The Madwoman in the Volvo: My Year of Raging Hormones

Home > Other > The Madwoman in the Volvo: My Year of Raging Hormones > Page 3
The Madwoman in the Volvo: My Year of Raging Hormones Page 3

by Sandra Tsing Loh


  I couldn’t do anything right. I was devastated, humiliated, and grieving. In the darkness, alone in my squalid apartment, I’d shake my fist into the radio silence of Mr. Y, who was across town, safe in his marital bed, tangled in his wife’s 500-thread-count percale sheets.

  I knew that my misery was utterly deserved. Lying alone, stricken in this darkened cabin, as I’d abandoned my husband and Mr. Y his wife, now I in turn was abandoned. What idiots we’d been, Mr. Y and I. We had torpedoed our families and children for a love that hadn’t stuck.

  I BEGAN drinking with a divorced girlfriend named Elise. White wine does not go down well when you’re angry—probably red wine or whiskey are better—but chardonnay is what one drank at this ridiculous Westside bistro Elise loved, and I was desperate for company. Men were not Elise’s favorite species, so she was drawn to my story like a moth to flame. “I can’t believe he would do that to you!” she wailed operatically, clutching my hands in hers. “How could he hurt you like this? What an asshole. Oh Sandra, I’m so sorry.”

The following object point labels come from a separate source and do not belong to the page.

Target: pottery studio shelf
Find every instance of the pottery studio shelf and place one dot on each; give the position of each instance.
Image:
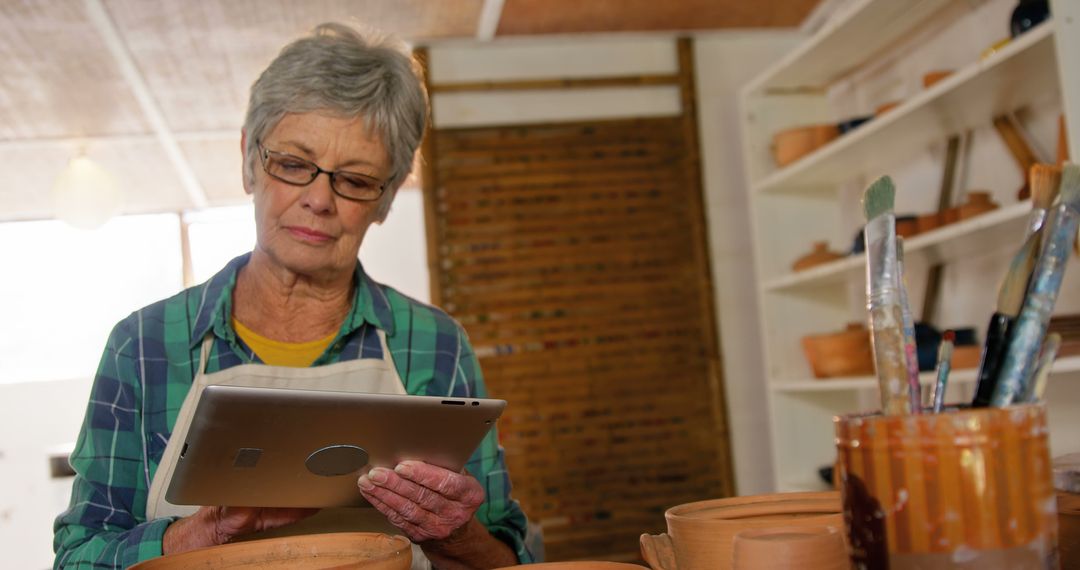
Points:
(1000, 229)
(1063, 367)
(968, 98)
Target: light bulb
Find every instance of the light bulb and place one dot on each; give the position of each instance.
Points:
(85, 194)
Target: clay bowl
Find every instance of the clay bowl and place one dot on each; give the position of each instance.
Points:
(967, 356)
(933, 77)
(819, 255)
(846, 353)
(977, 203)
(579, 565)
(792, 145)
(1068, 529)
(792, 548)
(700, 535)
(367, 551)
(928, 222)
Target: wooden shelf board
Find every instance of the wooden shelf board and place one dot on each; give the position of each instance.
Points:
(1000, 229)
(968, 98)
(872, 25)
(1067, 365)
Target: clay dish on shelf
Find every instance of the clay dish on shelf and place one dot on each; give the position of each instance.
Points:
(845, 353)
(977, 203)
(933, 77)
(700, 535)
(881, 109)
(792, 548)
(793, 144)
(907, 226)
(928, 222)
(819, 255)
(363, 551)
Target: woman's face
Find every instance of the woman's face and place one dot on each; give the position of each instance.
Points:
(309, 229)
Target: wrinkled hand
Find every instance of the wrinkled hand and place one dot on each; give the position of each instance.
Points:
(426, 502)
(217, 525)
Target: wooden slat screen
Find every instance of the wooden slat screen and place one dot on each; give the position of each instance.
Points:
(574, 256)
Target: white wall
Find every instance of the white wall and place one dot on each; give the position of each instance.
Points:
(726, 62)
(37, 417)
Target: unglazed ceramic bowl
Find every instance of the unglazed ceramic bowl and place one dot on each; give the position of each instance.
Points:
(367, 551)
(700, 535)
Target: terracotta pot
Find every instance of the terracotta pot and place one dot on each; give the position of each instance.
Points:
(700, 535)
(819, 255)
(1068, 528)
(928, 222)
(365, 551)
(977, 203)
(792, 145)
(847, 353)
(579, 565)
(967, 356)
(933, 77)
(791, 548)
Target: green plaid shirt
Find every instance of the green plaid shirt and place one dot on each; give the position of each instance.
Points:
(148, 366)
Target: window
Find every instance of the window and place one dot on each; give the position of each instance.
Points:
(64, 289)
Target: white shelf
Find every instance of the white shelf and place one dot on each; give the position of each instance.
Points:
(871, 25)
(1000, 229)
(1062, 366)
(968, 98)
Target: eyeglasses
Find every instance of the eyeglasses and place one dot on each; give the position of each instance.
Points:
(298, 172)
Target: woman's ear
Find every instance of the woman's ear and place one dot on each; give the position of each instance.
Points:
(243, 162)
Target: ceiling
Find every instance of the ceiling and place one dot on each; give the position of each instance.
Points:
(154, 91)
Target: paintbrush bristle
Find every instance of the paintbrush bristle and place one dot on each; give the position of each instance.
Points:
(1070, 186)
(878, 199)
(1045, 180)
(1014, 286)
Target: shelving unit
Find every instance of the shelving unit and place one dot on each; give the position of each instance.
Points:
(804, 202)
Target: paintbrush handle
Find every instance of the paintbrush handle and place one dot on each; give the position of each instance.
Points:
(994, 351)
(1030, 326)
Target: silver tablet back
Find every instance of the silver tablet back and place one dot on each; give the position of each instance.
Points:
(279, 447)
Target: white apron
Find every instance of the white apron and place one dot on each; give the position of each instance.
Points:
(361, 375)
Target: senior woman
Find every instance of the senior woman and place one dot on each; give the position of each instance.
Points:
(331, 133)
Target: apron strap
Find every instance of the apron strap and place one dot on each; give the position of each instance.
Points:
(204, 353)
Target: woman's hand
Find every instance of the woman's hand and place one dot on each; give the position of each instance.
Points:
(426, 502)
(217, 525)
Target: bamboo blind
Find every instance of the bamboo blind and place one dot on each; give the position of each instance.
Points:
(575, 257)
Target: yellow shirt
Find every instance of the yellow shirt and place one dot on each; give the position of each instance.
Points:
(278, 353)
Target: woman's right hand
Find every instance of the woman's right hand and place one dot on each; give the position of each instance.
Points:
(217, 525)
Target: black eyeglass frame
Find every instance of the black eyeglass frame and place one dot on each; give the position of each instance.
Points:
(265, 155)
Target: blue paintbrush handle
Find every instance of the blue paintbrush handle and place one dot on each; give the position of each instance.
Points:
(1030, 327)
(994, 351)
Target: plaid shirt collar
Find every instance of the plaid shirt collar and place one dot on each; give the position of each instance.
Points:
(369, 304)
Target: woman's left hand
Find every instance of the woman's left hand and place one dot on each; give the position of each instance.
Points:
(426, 502)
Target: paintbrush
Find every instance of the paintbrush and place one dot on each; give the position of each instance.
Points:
(944, 365)
(998, 333)
(910, 351)
(1038, 387)
(1044, 182)
(882, 297)
(1058, 233)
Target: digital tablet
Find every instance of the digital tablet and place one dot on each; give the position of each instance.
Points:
(306, 448)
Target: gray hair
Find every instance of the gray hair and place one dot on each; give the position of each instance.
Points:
(338, 70)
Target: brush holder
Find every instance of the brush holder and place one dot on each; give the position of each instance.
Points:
(966, 488)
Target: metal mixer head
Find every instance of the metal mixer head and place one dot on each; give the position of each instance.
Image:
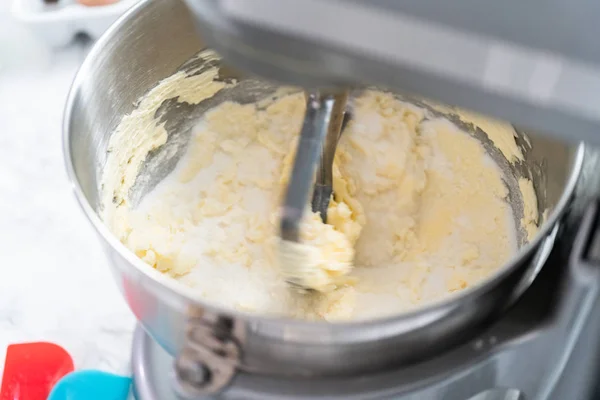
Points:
(510, 61)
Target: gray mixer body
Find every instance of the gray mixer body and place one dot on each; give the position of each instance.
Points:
(544, 348)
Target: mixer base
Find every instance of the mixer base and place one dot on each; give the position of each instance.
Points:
(544, 348)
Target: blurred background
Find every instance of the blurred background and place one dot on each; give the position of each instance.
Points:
(54, 284)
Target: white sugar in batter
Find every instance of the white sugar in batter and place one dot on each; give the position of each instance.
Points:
(420, 207)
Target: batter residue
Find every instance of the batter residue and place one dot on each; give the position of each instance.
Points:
(419, 209)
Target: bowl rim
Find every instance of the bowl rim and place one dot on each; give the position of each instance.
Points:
(167, 286)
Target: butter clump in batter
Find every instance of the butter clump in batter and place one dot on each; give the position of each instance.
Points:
(419, 211)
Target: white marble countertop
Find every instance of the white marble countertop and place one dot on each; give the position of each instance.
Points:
(55, 282)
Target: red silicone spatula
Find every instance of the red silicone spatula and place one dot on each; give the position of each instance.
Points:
(32, 369)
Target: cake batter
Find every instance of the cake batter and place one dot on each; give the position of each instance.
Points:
(419, 211)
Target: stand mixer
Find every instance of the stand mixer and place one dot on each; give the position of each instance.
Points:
(543, 347)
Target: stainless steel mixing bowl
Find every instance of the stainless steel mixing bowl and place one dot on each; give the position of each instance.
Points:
(151, 42)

  And while I appreciated the support, I didn’t entirely agree. The image she had of me as the jilted middle-aged woman—the victim—was not helpful or entirely accurate. I knew that Mr. Y’s decision to move home to his family had been hard. I knew that his wife was a gracious and elegant person, and I knew that Mr. Y’s betrayal had been awful for her. I had been irresponsible and narcissistic, destroying his family as well as my own.

  “Well, look, Elise,” I said. “It’s not like my husband left me for a younger woman. I chose to have a damn affair with my best friend of ten years, and he moved home to save his family. It’s kind of noble. Kind of beautiful. It’s actually what a decent man would do. And I can still have a life. I mean, look at The Bridges of Madison County! Two middle-aged people have an affair; Meryl Streep’s character makes the honorable decision to preserve her family, and Clint Eastwood’s character says, nobly, “Fine, I respect that.” He continues to travel the world and have adventures and do cool photography for National Geographic and is a romantic cowboy figure. Why shouldn’t I be like Clint Eastwood?” I exclaimed, waving an oily bruschetta.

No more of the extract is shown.